In the case of Mortgage Co. v. MacDonell, the mortgage company had foreclosed a deed of trust by means of a trustee’s sale, and, having purchased the property at such sale, brought suit in trespass to try title. The suit was defeated by MacDonell upon the ground that the sale was a nullity. In a subsequent suit brought by the mortgage company to foreclose the lien of the deed of trust, the defendant, MacDonell, pleaded the former judgment as a bar. The court held that the former suit did not bar the foreclosure suit. This was evidently correct, but this case can have no controlling effect in the case at bar. In the case referred to it is clear that the trespass to try title suit did not involve a repudiation of the lien secured by the deed of trust. In fact, the validity of the deed of trust was necessarily asserted in the first suit, as the title was claimed through an alleged foreclosure of the deed of trust. Therefore there was nothing inconsistent between the attitude of the plaintiff, the mortgage company, in the first and second suits brought by them.

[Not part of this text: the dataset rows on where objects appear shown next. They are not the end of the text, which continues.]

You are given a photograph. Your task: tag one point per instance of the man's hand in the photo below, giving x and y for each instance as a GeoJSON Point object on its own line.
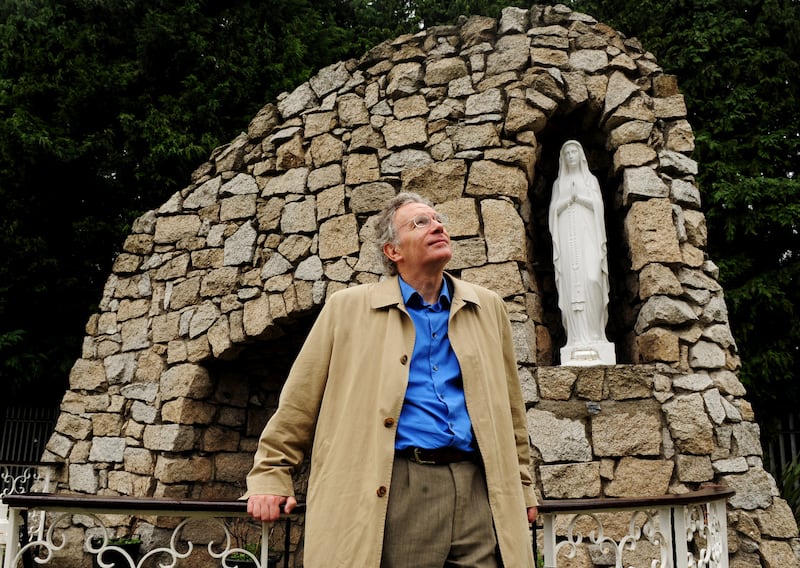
{"type": "Point", "coordinates": [267, 508]}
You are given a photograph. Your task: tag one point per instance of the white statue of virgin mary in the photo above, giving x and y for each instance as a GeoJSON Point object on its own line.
{"type": "Point", "coordinates": [580, 260]}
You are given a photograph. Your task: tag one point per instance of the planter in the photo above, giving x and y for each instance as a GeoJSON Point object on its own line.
{"type": "Point", "coordinates": [114, 557]}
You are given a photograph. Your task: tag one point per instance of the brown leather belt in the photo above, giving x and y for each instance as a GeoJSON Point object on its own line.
{"type": "Point", "coordinates": [441, 456]}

We wish it understood that we do not hold that the judgment in the trespass to try title suit brought by Whittenburg against Groves is res adjudicata, and for that reason barred the prosecution of the suit for specific performance. What we do hold is that Whitten-burg’s attitude was such as conclusively shows a repudiation of the contract by him, and that for this reason he should not be permitted to have it specifically enforced.

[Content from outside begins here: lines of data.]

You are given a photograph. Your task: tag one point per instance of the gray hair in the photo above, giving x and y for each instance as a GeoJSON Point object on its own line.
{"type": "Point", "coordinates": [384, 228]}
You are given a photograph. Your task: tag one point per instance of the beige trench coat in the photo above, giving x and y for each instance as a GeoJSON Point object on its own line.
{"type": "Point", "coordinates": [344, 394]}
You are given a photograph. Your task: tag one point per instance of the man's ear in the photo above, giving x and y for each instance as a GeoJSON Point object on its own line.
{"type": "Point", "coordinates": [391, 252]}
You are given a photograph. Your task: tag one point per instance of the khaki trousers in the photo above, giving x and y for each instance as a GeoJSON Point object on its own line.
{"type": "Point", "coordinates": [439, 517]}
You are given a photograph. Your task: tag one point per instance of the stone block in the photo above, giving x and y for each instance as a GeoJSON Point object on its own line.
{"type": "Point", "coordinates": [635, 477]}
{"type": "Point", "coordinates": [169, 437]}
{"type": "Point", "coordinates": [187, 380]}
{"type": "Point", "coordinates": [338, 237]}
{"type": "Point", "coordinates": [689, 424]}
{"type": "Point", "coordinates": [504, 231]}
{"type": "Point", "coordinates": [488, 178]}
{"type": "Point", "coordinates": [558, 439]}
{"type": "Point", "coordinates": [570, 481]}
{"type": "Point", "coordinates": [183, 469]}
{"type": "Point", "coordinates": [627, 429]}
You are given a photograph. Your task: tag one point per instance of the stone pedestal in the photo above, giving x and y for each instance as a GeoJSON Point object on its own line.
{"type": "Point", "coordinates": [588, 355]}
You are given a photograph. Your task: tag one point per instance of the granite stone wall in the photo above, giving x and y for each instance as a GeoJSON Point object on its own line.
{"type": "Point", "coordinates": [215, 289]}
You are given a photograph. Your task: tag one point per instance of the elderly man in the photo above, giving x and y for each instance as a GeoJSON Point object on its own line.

[5] The plaintiff in error also contends that Groves, having been first in default by refusing to perform the contract, could not thereafter defend the suit for specific performance on the ground of default oh the part of Whittenburg. This principle, we think, has no application to this case. It is true that, where one of the parties to a contract defaults in the performance of the contract, he cannot set up a subsequent default of the other party to relieve him from liability for his own wrong. This principle might have had application if Whittenburg, after the renunciation of the contract, had brought suit for damages for the breach of the contract and Groves had undertaken to defend the suit upon the ground that Whit-tenburg had also failed to comply with some particular term of the contract. It might also have applied if Groves was defending 'this suit on the ground of some alleged breach of the contract, not involving its repudiation. The facts are that Groves breached and repudiated the contract and Whittenburg accepted the repudiation by Groves and himself renounced it by asserting rights not under the contract or by reason of its breach, but rights inconsistent with any right which could have accrued to him under the contract or by reason of its breach.

The record shows that Whittenburg at this time of the execution of the contract paid $210, and that this sum was deposited in a bank with an agreement that same should be paid to Groves whenever the contract was executed by a conveyance of the land. Whit-tenburg is, of course, entitled to have this sum returned to him.

Our conclusion is that under the undisputed facts plaintiff in error, Whittenburg, is not entitled to a specific performance of the contract. As the Court of Civil Appeals reversed the judgment of the trial court and remanded the cause for a new trial, and as the defendant in error, Groves, has not complained of said action of the Court of Civil Appeals, we advise that in our opinion this cause should be remanded to the district court of Carson county for a new trial and for proceedings not inconsistent with this opinion. We think the costs of appeal and writ of error should be taxed against Whit-tenburg.

PHILLIPS, C. J.

The judgment as recommended by the Commission of Appeals is adopted and will be entered as the judgment of the Supreme Court. We approve the holding of the Commission.